Despite common misconceptions, she said that seniors must finish this year strong because it will pave the way for college.
“When you get to college, you’re putting money to your study skills, your time commitment and your work ethic,” she said. “You want to have the foundation in high school so that when you’re paying for your education in the college, you have those skills to be successful.”
While grades are an important part in the college hunt, motivation to get through the rest of senior year is in high demand.
Heidi Anderson, senior, has slowly checked out, finding herself caught in the grasp of senioritis.
“In Econ we were supposed to fill out this thing for a job interview and I didn’t,” Andeson said. “I didn’t know it was for points and he was like ‘get it out, it’s for points’ and I’m like ‘oh’.”
Not only that, but she said she has had a lot of late work due to the relentless symptoms.
“All of my art projects, every single one. None of them have been turned in on time,” she said. “I sometimes go talk to people instead of actually working on them. Not the smartest decision.”

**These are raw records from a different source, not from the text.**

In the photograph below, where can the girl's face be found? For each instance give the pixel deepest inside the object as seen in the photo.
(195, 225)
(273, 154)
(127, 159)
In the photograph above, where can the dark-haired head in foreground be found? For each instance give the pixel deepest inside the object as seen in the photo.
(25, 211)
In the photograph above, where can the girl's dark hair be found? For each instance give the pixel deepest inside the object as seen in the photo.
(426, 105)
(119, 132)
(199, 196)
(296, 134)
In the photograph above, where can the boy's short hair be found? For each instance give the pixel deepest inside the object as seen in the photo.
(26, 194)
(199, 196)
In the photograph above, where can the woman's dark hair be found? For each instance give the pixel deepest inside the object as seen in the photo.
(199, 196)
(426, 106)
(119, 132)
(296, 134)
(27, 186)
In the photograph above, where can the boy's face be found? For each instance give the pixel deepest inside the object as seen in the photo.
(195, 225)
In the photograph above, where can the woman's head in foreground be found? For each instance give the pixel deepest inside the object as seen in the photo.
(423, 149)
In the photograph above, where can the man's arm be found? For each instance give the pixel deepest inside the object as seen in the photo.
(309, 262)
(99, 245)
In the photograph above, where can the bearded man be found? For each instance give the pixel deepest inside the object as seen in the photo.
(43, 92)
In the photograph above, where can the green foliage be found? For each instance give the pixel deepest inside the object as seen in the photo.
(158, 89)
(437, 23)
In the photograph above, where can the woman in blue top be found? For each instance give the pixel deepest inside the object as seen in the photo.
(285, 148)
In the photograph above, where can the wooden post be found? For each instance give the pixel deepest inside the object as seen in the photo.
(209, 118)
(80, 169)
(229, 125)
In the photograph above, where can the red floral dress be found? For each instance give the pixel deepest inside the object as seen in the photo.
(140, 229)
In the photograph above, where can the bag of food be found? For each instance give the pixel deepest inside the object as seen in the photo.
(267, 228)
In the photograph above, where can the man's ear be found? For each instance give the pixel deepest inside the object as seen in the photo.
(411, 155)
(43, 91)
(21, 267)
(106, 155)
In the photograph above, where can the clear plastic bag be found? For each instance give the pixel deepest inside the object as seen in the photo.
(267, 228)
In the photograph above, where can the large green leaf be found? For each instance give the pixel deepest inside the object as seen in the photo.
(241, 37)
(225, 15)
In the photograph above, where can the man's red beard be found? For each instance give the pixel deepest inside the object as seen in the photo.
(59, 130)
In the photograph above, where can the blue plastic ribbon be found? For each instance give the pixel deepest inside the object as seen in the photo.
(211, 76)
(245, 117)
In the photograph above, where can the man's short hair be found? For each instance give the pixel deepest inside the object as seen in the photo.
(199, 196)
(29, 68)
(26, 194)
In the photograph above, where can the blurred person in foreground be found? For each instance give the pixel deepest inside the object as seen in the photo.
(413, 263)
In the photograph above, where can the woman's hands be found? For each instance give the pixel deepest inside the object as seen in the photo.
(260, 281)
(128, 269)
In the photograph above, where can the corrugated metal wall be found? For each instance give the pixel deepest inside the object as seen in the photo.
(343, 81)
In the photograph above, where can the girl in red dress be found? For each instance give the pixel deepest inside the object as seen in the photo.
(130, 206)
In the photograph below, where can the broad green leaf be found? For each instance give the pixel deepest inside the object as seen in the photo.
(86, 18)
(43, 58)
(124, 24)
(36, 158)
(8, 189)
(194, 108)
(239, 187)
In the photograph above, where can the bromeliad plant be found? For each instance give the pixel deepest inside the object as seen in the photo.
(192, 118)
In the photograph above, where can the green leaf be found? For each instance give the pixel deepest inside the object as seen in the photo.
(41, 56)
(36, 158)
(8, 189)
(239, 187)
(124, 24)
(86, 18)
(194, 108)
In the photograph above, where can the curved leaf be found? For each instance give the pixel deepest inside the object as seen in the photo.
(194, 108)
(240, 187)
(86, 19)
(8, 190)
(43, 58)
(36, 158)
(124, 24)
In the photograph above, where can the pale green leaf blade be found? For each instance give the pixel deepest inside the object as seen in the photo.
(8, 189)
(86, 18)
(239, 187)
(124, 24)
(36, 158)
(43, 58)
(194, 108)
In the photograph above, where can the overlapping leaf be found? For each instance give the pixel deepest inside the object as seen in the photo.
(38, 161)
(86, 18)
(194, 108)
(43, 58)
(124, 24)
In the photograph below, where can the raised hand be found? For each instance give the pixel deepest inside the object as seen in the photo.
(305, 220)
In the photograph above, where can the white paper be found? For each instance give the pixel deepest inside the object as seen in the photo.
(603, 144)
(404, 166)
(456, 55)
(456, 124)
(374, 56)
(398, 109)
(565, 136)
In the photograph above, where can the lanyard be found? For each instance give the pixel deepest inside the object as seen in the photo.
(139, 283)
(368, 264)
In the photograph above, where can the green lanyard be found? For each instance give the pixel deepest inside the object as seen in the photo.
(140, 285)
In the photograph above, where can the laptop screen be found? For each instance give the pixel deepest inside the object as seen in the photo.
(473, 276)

Regardless of the lack of motivation, she said she is excited to get a jump start on her career.
“I am going to go to [Kansas] State,” she said. “I got into their pre-vet scholars program, so if I maintain a 3.3 science GPA, I will automatically be admitted into vet school after I complete the prerequisites.”
Seniorits tends to have a negative connotation attached with it, but according to Lisa Hatz, Rockwood School District counselor, it can affect seniors in a positive way as well.
“I think it can motivate some students and help them to learn time management and planning and organization skills,” Hatz said. “My experience with senioritis did not involve losing motivation–it actually had the opposite effect on me. I worked extra hard so I could graduate early and move on with my goals post-graduation.”
Why it tends to impact students in a negative way, she said, depends on how the student views high school, and if the necessary classes to graduate pertain to the career path he or she may go into.
“I think of it more as a response to how a student views the ending of high school and where that fits within the next chapter of their lives and goals set beyond graduation,” she said. “A lot of students who don’t find the traditional academic path relevant to their goals, or it doesn’t come so naturally for their learning style, it’s a less enjoyable experience. So, they’re looking more at the end of high school as a relief. It’s behind them.”